Imagine yourself in these scenarios!
• "Looks like we're snowed in," announces the ski instructor, a hottie from Montreal named Jean-Pierre, to you and the four college students who have taken shelter in a tiny lodge just outside Aspen. Kevin, the youngest and shyest of the students, opens a wooden box in the corner and gasps. "Wh-wh-what do you do with this?" he asks, presenting his newfound booty. "I can show you," you say confidently, "I can show all of you." A minute later, and a game of Scattergories is in full swing.
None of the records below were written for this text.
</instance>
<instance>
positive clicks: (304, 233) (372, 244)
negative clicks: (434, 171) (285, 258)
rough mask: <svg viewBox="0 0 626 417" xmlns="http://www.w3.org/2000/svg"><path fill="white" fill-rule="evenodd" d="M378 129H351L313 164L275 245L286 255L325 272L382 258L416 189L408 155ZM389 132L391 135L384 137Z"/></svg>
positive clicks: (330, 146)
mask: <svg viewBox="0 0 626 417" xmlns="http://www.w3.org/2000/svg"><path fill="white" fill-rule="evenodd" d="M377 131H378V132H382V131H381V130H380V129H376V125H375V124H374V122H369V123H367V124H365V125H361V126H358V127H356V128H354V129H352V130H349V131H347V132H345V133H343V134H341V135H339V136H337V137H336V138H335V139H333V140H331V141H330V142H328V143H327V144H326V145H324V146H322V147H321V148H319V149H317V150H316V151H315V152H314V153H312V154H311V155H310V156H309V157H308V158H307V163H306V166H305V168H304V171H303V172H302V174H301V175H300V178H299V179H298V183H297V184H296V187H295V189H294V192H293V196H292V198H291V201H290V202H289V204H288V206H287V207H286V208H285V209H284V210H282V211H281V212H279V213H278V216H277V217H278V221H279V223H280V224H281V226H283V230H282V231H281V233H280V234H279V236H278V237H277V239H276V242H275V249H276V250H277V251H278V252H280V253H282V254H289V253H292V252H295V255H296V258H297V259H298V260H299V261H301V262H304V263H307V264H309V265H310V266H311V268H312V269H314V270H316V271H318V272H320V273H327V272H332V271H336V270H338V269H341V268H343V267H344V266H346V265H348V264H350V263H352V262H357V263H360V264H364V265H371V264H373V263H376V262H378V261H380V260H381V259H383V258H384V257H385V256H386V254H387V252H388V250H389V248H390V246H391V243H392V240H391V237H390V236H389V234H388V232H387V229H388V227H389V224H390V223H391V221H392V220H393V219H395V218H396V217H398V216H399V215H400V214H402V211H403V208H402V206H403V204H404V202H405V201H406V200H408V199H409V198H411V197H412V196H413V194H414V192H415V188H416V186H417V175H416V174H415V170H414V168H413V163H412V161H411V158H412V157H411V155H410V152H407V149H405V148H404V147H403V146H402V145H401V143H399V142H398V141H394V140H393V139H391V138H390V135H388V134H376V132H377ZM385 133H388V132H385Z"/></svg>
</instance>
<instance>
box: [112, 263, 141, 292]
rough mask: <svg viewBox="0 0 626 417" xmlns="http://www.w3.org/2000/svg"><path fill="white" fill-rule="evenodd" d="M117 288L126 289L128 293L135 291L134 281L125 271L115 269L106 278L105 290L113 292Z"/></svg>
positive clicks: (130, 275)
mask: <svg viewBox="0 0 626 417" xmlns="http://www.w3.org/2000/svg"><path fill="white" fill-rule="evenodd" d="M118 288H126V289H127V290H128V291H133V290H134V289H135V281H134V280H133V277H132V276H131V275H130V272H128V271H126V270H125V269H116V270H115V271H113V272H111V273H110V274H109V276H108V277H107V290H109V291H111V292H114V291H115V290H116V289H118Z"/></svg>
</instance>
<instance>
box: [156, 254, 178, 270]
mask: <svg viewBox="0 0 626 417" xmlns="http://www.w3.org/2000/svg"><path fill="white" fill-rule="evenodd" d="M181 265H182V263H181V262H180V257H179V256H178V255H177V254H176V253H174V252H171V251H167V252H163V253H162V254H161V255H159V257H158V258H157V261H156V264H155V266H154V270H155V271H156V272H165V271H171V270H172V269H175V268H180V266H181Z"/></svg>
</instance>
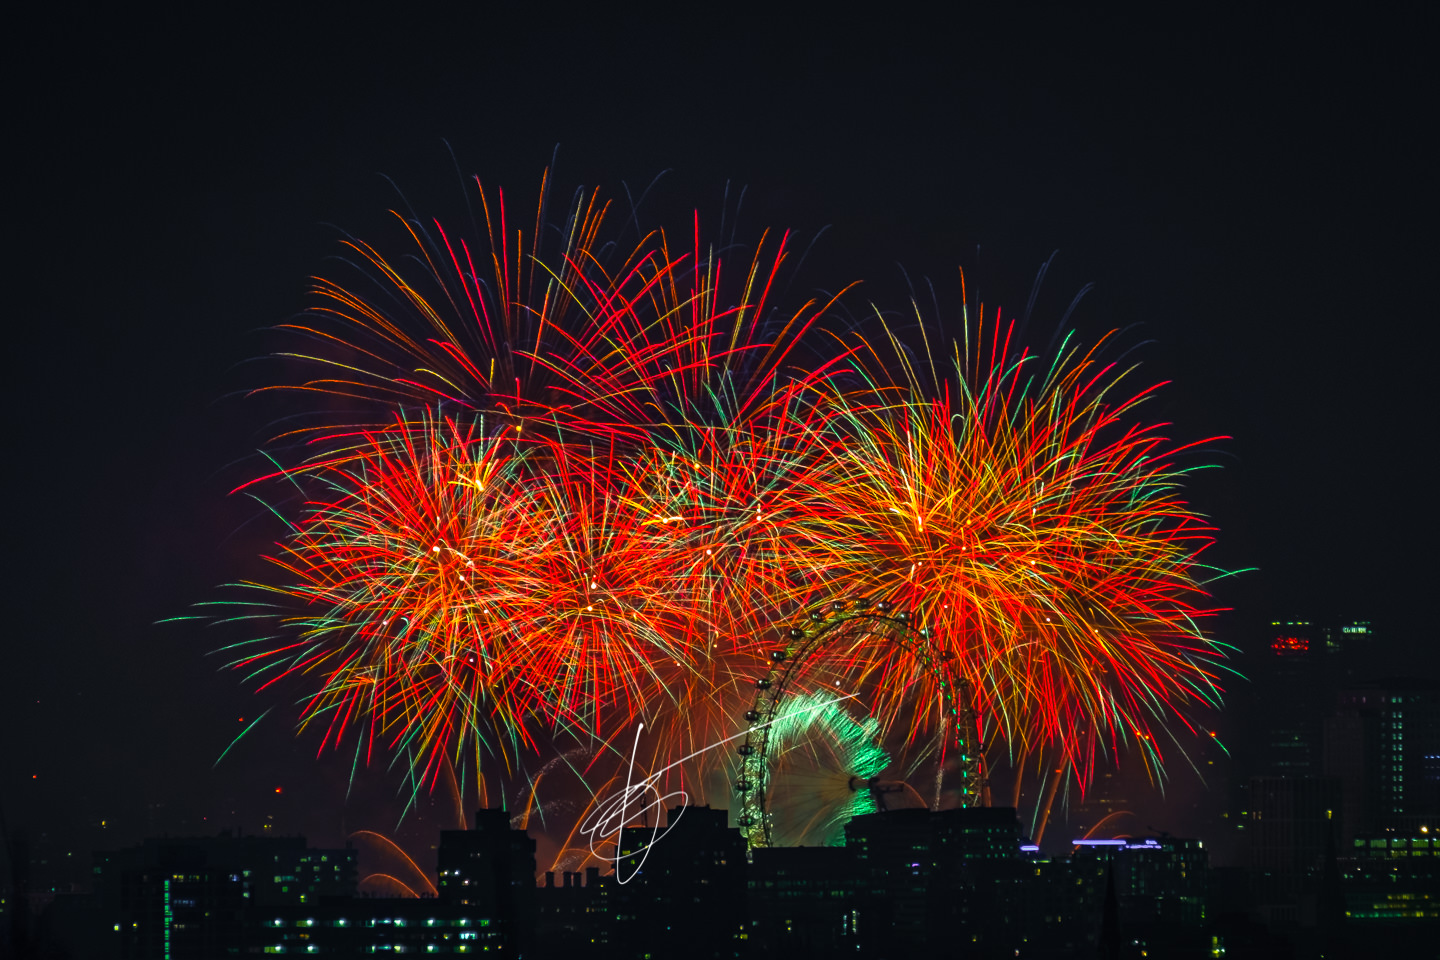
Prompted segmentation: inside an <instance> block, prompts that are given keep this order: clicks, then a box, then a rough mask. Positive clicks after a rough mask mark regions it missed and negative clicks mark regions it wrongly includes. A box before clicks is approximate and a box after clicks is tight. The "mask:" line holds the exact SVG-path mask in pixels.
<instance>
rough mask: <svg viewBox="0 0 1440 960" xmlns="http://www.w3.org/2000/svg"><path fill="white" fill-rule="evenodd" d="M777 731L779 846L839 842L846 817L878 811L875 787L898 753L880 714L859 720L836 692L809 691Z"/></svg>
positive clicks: (790, 710)
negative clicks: (842, 700) (887, 739)
mask: <svg viewBox="0 0 1440 960" xmlns="http://www.w3.org/2000/svg"><path fill="white" fill-rule="evenodd" d="M770 737H772V747H770V756H772V757H773V761H772V767H773V769H772V773H770V776H772V779H773V780H775V783H776V784H778V786H776V792H775V793H776V796H775V797H773V800H772V807H770V809H772V810H775V812H776V813H775V815H776V820H778V823H776V832H778V836H776V842H778V845H780V846H796V845H801V843H806V845H821V846H828V845H834V843H837V842H840V839H841V830H842V829H844V825H845V822H848V820H850V819H851V818H854V816H858V815H861V813H874V812H876V810H877V809H878V807H877V805H876V799H874V796H873V794H871V792H870V790H868V789H867V787H868V783H870V780H873V779H874V777H878V776H880V774H881V771H884V769H886V767H887V766H888V764H890V756H888V754H887V753H886V751H884V748H883V747H881V746H880V743H878V740H880V723H878V721H877V720H874V718H868V717H867V718H864V720H855V717H854V715H851V712H850V710H847V707H845V704H842V702H838V701H835V698H834V694H829V692H824V691H821V692H816V694H802V695H799V697H793V698H791V699H789V701H788V702H786V704H785V708H783V710H782V712H780V714H779V715H778V717H776V720H775V723H773V725H772V730H770Z"/></svg>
• After a long workout, you fall asleep in your gym's steam room. When you awake, you wander through the health club only to discover you've been locked in for the night! Fortunately, you encounter another towel-clad captive: a strikingly tall man with a shoulder-length black hair and a treasure trail down his torso. "You'll do just fine," you tell him. "Wake me up in six hours. A good night's sleep away from my dry, stuffy apartment will do wonders for my sinuses!"
• You weren't expecting anyone, but you answer the front door on a Saturday morning to find Zac Efron—or his exact twin—in a UPS uniform, sweat starting to glisten on his forehead. "I can't make out this address," he says. "Could this package be for you?" "I'm beginning to think this is exactly what I ordered," you say, inviting him in. Fifteen minutes later, you're binge-watching DVDs of The Good Wife, feeling no guilt over the delivery boy's probable dismissal for being too dumb to tell the difference between East 12th and West 12th Streets.
• "Since you're my last appointment of the day," says your new doctor, a dead ringer for Aziz Ansari, as he closes and locks the door, "I can offer you a little extra. Your insurance company doesn't need to know anything about it." Fifteen minutes later, that skin tag on your neck is but a memory.
• "I was just getting ready to close up," says the bartender—a muscular young guy in a tank top—as you walk into the popular but now empty club. "But I can take care of one more customer." You don't hesitate. After one sip of a gin and tonic, suddenly you're moaning with pleasure. "This is fantastic," you say. "I've never been able to find a seat in here before!"